Three ways to test C++ from Python

A minimal, runnable demo of three ways to test a hybrid C++/Python system — direct bindings, a network mock, and a hybrid harness — and the homegrown-RPC anti-pattern they avoid.

You have a C++ system — a protocol stack, a device API, an engine — and you test it from Python, because Python is where writing tests is fast and pleasant. The interesting question isn’t “how do I call C++ from Python”; it’s “how do the two halves meet so that the tests actually exercise the real thing?”

There’s a tempting wrong turn here, and a lot of teams take it at least once: you bolt a small test-only control channel onto the C++ process, reimplement just enough of the protocol in Python to drive it, and grow an orchestrator full of bespoke logic to make the two talk. It works — and then it quietly rots. Now the protocol exists twice; the two copies drift; a bug present in both passes every test green; and the control channel itself — the thing every test now depends on — is code that nothing tests.

This is a write-up of the opposite approach, built as a small but real demo you can run: expose the real C++ logic and test it directly, three ways. The substrate is a toy chat server, but the substrate is not the point — the three testing modes are, and they transfer to any serious hybrid C++/Python system.

Notes for engineers building or testing a system where C++ and Python meet. Everything here is a public, runnable repo — pip install -e ., pytest, done. It’s a demonstration of a pattern, not a framework to adopt. Read it for the shape, not the chat.

1. The substrate — a toy chat, real behavior

The demo is a chat: a C++ server and a C++ client, JSON over TCP, one room.

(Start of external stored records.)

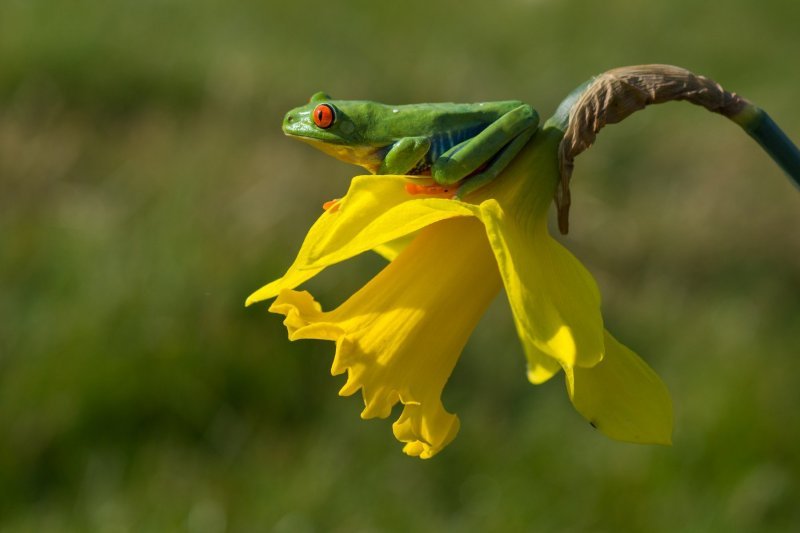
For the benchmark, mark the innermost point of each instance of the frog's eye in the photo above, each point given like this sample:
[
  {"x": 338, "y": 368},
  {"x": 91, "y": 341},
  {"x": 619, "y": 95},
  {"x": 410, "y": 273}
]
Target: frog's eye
[{"x": 323, "y": 116}]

It’s deliberately small, but it has real behavior — enough to make tests worth writing:

clients get a provisional nickname on connect (guest-N), changeable with /name
/who lists the room
the keyword ping makes the server announce pong to everyone
a normal message is broadcast to everyone except the sender

Messages are newline-delimited JSON (NDJSON) — one compact object per line:

{"type":"chat","text":"hello"}
{"from":"alice","text":"hello","type":"chat"}
{"from":"server","text":"pong","type":"notice"}
{"type":"roster","users":["alice","guest-2"]}

That’s it. Now swap “chat server” for your C++ subsystem and “messages over TCP” for your protocol. The three modes below don’t change.

2. The one decision that makes it testable — two strict layers

Before any testing trick, there’s an architecture decision that everything else hangs off: split the C++ into two strict layers.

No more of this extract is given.